Feinstaub, noch feinerer Feinstaub, Stickoxide - die Vorgaben aus Brüssel für die geplante Umweltzone werden immer ehrgeiziger. Kopfzerbrechen bereitet den Münchner Behörden vor allem die für 2010 angekündigte Einführung strengerer Stickstoffdioxid-Limits. Die bisherigen Messungen lassen Schlimmes befürchten - die Grenzwerte werden wohl noch häufiger überschritten als beim Feinstaub.

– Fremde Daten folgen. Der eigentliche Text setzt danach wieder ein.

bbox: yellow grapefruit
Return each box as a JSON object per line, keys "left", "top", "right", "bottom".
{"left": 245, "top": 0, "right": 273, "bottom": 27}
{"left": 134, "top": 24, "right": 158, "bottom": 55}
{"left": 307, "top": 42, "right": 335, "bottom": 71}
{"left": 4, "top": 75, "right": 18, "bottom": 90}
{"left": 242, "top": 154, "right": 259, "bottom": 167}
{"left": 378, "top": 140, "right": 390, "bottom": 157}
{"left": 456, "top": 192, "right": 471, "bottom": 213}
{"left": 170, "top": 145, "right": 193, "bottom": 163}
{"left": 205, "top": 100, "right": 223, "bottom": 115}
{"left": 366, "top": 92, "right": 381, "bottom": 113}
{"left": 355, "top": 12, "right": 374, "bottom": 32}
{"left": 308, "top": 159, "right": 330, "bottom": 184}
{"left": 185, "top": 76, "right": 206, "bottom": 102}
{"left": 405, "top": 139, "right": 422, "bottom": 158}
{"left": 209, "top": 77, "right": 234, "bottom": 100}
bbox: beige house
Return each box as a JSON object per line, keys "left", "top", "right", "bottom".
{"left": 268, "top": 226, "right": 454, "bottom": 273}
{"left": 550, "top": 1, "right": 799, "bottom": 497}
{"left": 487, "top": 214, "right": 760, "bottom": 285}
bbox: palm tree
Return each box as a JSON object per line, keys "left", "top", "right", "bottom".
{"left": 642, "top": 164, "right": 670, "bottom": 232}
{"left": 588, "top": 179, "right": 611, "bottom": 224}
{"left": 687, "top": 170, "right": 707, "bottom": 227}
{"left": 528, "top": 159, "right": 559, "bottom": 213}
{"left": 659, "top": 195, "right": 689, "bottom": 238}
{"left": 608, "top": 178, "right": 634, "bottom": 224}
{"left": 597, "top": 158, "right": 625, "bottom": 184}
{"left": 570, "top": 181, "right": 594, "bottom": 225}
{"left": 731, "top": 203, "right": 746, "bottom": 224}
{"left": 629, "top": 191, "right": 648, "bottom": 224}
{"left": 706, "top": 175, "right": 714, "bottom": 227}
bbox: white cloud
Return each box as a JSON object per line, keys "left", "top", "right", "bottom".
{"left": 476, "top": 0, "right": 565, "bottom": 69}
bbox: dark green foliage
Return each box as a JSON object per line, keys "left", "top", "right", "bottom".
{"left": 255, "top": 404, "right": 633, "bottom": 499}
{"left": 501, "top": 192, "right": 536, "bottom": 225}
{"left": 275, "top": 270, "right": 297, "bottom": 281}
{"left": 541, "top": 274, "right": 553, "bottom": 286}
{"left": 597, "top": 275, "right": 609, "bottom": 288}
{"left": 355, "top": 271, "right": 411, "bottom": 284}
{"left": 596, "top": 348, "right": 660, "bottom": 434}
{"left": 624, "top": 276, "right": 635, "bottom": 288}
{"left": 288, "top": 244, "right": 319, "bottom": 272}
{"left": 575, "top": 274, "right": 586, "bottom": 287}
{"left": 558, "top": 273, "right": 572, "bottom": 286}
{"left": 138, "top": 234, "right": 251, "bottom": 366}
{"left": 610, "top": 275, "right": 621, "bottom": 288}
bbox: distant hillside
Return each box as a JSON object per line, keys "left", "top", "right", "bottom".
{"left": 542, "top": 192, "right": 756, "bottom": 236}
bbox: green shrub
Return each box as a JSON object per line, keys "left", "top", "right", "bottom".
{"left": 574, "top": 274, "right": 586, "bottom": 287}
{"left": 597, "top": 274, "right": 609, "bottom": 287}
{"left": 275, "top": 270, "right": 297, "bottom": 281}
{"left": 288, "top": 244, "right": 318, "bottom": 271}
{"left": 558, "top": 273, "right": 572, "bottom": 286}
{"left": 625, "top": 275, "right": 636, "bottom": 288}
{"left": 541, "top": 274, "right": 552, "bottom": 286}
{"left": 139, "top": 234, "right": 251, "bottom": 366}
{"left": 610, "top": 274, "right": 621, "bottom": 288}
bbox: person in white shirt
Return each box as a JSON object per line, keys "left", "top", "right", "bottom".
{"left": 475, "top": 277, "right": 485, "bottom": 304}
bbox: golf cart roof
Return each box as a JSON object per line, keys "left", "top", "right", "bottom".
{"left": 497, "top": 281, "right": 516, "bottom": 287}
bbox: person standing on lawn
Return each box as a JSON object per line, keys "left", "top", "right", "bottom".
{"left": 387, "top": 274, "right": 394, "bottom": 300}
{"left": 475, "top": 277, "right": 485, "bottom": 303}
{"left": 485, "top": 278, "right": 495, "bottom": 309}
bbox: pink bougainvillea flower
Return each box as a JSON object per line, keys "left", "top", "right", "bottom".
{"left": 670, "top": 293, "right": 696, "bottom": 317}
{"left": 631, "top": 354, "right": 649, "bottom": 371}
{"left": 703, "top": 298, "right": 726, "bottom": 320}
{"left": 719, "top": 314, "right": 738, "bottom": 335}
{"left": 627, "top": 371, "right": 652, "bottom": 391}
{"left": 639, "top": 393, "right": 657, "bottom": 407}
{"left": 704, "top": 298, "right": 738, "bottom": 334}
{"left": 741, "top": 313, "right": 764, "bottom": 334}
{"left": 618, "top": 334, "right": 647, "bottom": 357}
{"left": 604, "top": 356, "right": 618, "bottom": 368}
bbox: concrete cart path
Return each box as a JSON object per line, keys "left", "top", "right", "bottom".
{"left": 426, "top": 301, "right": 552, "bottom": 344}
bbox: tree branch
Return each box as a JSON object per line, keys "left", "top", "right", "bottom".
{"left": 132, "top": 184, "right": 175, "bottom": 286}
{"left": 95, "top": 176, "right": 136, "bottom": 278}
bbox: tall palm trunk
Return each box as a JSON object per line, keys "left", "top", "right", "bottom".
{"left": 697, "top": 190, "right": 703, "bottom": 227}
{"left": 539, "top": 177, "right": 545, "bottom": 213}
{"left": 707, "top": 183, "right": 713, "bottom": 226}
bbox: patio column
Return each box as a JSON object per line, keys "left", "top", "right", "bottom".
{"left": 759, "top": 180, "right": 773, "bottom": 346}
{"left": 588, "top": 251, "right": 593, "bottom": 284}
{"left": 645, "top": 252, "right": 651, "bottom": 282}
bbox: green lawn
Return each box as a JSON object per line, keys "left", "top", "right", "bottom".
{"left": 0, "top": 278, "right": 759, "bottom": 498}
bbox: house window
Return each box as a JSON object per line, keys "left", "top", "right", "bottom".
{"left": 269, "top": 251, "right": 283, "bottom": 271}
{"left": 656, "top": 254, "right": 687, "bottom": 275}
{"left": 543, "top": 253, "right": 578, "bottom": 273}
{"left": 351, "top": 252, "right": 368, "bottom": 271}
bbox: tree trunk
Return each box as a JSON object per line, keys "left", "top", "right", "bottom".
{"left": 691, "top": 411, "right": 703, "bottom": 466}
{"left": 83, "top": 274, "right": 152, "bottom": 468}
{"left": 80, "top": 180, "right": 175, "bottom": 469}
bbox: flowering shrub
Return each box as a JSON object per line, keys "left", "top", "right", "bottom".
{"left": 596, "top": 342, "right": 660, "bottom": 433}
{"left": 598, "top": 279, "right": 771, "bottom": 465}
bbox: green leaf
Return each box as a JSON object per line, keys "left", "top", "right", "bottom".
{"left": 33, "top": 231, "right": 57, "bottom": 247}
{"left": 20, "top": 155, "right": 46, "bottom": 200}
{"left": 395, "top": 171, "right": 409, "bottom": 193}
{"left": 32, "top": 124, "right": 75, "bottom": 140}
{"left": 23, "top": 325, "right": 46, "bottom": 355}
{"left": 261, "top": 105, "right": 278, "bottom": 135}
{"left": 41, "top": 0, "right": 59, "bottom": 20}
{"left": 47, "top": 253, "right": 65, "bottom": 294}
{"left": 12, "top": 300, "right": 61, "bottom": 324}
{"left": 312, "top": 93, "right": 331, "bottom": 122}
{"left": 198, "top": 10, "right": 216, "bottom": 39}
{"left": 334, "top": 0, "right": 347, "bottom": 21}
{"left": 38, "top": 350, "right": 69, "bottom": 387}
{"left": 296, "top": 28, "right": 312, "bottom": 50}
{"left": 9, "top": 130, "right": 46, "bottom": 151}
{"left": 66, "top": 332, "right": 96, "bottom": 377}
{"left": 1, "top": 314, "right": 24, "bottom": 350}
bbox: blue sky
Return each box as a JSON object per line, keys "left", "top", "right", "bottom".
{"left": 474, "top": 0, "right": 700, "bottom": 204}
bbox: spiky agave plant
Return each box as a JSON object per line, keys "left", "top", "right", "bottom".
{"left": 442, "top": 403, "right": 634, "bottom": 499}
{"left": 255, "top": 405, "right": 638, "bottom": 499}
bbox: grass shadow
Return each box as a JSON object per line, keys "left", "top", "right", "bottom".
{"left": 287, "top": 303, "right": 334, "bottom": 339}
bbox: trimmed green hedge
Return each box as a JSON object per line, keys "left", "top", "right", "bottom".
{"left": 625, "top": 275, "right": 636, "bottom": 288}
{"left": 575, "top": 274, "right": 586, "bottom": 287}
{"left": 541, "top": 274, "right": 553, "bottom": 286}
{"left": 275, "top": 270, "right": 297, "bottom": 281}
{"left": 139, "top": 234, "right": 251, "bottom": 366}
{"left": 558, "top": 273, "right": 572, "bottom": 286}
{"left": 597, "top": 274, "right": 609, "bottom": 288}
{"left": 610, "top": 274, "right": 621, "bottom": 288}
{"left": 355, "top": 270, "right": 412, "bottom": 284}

Die Vorgaben aus Brüssel zum Feinstaub sind ehrgeizig: Bislang können die Messstationen an Stachus, Prinzregentenstraße und Luise-Kiesselbach-Platz die Werte nicht einhalten. (Foto: Foto: ddp)

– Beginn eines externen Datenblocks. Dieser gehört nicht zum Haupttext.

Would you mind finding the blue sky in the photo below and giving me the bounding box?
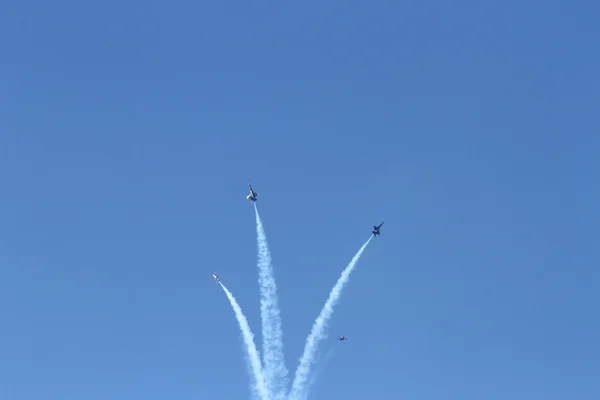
[1,0,599,399]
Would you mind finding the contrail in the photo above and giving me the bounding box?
[288,236,373,400]
[219,282,270,400]
[253,204,288,400]
[305,346,337,398]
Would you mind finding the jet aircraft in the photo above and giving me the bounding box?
[372,221,384,236]
[339,336,348,341]
[212,272,220,282]
[246,185,259,202]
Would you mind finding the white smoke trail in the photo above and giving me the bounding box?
[288,236,373,400]
[305,346,337,398]
[219,282,270,400]
[253,204,288,400]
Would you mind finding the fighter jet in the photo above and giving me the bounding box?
[246,185,259,202]
[212,272,220,282]
[372,221,384,236]
[338,336,348,341]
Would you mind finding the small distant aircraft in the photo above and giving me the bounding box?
[212,272,220,282]
[338,336,348,341]
[246,185,259,202]
[372,221,384,236]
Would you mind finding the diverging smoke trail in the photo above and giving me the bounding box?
[305,346,337,399]
[219,282,270,400]
[254,204,288,400]
[288,236,373,400]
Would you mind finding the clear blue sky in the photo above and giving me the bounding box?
[1,1,598,399]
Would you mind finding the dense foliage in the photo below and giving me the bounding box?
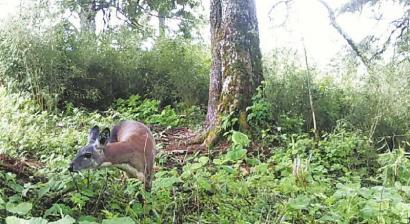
[1,87,410,223]
[0,21,210,110]
[262,50,410,144]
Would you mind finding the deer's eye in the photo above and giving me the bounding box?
[84,153,92,158]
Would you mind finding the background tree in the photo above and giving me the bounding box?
[201,0,263,147]
[339,0,410,62]
[59,0,203,36]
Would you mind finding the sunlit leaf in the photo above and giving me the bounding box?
[5,216,48,224]
[231,131,250,147]
[6,202,32,215]
[37,186,51,199]
[198,156,209,165]
[102,217,134,224]
[226,148,247,161]
[288,195,310,210]
[49,215,75,224]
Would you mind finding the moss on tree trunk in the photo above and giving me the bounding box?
[202,0,263,148]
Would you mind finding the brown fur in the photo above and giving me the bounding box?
[102,121,156,191]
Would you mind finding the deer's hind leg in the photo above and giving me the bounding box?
[114,164,146,184]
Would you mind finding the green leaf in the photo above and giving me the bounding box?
[197,176,212,191]
[6,216,28,224]
[49,215,75,224]
[22,183,33,197]
[198,156,209,165]
[5,216,48,224]
[37,185,51,199]
[44,203,72,219]
[6,202,32,215]
[190,162,204,170]
[213,158,223,165]
[102,217,135,224]
[79,222,99,224]
[0,196,5,209]
[226,148,247,161]
[28,218,48,224]
[288,195,310,210]
[153,176,180,190]
[360,201,378,219]
[231,131,250,147]
[78,216,98,223]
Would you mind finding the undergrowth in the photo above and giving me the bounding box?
[1,88,410,223]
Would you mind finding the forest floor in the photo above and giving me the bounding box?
[0,154,44,182]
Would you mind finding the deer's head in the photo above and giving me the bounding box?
[68,126,110,172]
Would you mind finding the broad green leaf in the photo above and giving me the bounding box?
[231,131,250,147]
[78,215,98,223]
[6,216,28,224]
[37,185,51,199]
[197,177,212,191]
[397,184,410,197]
[288,195,310,210]
[5,216,47,224]
[102,217,135,224]
[190,162,204,170]
[198,156,209,165]
[79,222,99,224]
[30,218,48,224]
[49,215,75,224]
[6,202,32,215]
[226,148,247,161]
[153,176,180,190]
[360,201,378,219]
[22,183,34,197]
[0,196,4,209]
[43,203,72,219]
[254,163,269,174]
[213,158,223,165]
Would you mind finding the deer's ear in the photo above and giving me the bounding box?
[88,125,100,144]
[99,128,111,145]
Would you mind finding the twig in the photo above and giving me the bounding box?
[70,172,80,193]
[318,0,372,71]
[268,0,293,27]
[143,132,149,192]
[302,42,319,142]
[87,169,90,188]
[172,187,178,223]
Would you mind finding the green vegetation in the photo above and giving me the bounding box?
[0,22,210,110]
[1,80,410,222]
[1,0,410,223]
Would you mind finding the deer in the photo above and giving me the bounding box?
[68,120,156,191]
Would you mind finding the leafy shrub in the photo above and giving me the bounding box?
[0,19,210,110]
[262,51,410,144]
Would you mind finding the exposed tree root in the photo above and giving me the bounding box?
[187,130,208,145]
[202,124,222,149]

"Die Stickoxide werden ein mindestens gleichwertiges Problem wie der Feinstaub", prophezeit Thomas Henschel vom Landesamt für Umweltschutz. Die Behörde hat in den vergangenen Jahren bereits die Belastung an den einschlägigen Orten gemessen. Mit entmutigendem Ergebnis: Der Jahresmittelwert an der Landshuter Allee lag zwischen 2005 und 2007 bei 89 bis 98Mikrogramm Stickstoffdioxid je Kubikmeter Luft. Erlaubt sind künftig nur noch 40.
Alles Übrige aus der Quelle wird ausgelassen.